No que se refere à composição da matriz energética brasileira, assinale a opção correta.
- A)O uso em larga escala de fontes de energia não renováveis coloca a matriz energética brasileira em um patamar de forte impacto ao meio ambiente.
Errada, porque apesar de haver uso relevante de fontes não renováveis, a matriz energética brasileira não pode ser resumida como de forte impacto ambiental, já que há grande participação de renováveis.
- B)A produção de cana-de-açúcar destina-se tanto ao setor de alimentos quanto ao energético, com a produção de álcool para uso em automóveis; seu bagaço, entretanto, é um rejeito não aproveitado e descartado na natureza.
Errada, porque o bagaço da cana é aproveitado, sobretudo para geração de energia e calor, e não é um rejeito simplesmente descartado.
- C)As fontes de energia renováveis, principalmente a hidrelétrica, têm expressiva participação na matriz energética brasileira.
Certa, porque a matriz energética brasileira tem expressiva participação de fontes renováveis, com destaque para a hidrelétrica.

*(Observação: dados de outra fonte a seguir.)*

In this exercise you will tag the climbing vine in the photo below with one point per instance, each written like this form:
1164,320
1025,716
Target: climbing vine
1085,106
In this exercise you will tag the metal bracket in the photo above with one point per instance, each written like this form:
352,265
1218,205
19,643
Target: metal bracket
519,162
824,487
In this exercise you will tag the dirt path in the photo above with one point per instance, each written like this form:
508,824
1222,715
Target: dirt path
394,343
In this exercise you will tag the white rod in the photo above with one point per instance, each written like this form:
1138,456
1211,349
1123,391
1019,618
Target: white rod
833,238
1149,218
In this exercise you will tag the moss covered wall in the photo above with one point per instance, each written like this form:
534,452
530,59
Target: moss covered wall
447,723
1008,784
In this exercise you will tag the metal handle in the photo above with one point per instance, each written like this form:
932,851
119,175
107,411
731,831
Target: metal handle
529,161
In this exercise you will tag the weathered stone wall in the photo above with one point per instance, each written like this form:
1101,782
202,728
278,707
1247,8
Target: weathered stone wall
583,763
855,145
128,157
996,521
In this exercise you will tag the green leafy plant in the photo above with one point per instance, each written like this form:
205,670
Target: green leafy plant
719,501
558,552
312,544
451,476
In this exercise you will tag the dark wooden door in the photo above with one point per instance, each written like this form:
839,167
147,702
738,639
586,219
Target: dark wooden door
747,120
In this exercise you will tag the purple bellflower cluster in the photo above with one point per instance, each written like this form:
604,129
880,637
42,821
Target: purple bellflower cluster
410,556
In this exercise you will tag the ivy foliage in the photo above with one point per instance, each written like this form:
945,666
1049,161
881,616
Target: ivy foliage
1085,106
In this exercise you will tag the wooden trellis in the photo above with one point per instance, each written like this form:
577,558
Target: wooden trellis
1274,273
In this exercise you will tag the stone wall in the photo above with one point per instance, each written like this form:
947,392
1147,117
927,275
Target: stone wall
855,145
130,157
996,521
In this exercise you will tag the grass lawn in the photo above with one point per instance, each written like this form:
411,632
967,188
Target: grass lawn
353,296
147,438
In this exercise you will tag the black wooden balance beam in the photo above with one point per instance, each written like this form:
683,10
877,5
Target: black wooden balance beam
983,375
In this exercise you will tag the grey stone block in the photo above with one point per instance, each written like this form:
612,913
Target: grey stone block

- D)Os conflitos de uso da água para abastecimento, irrigação e geração de energia colocam esse recurso na categoria de recurso não renovável e têm diminuído a participação do setor hidrelétrico na geração de energia.
Errada, porque conflitos de uso da água não a tornam recurso não renovável, e a participação hidrelétrica não vem sendo reduzida por esse motivo de forma geral.
- E)A energia eólica tem baixa participação na matriz energética brasileira e o seu alto custo tem impedido a expansão da participação dessa fonte de energia na matriz energética nacional.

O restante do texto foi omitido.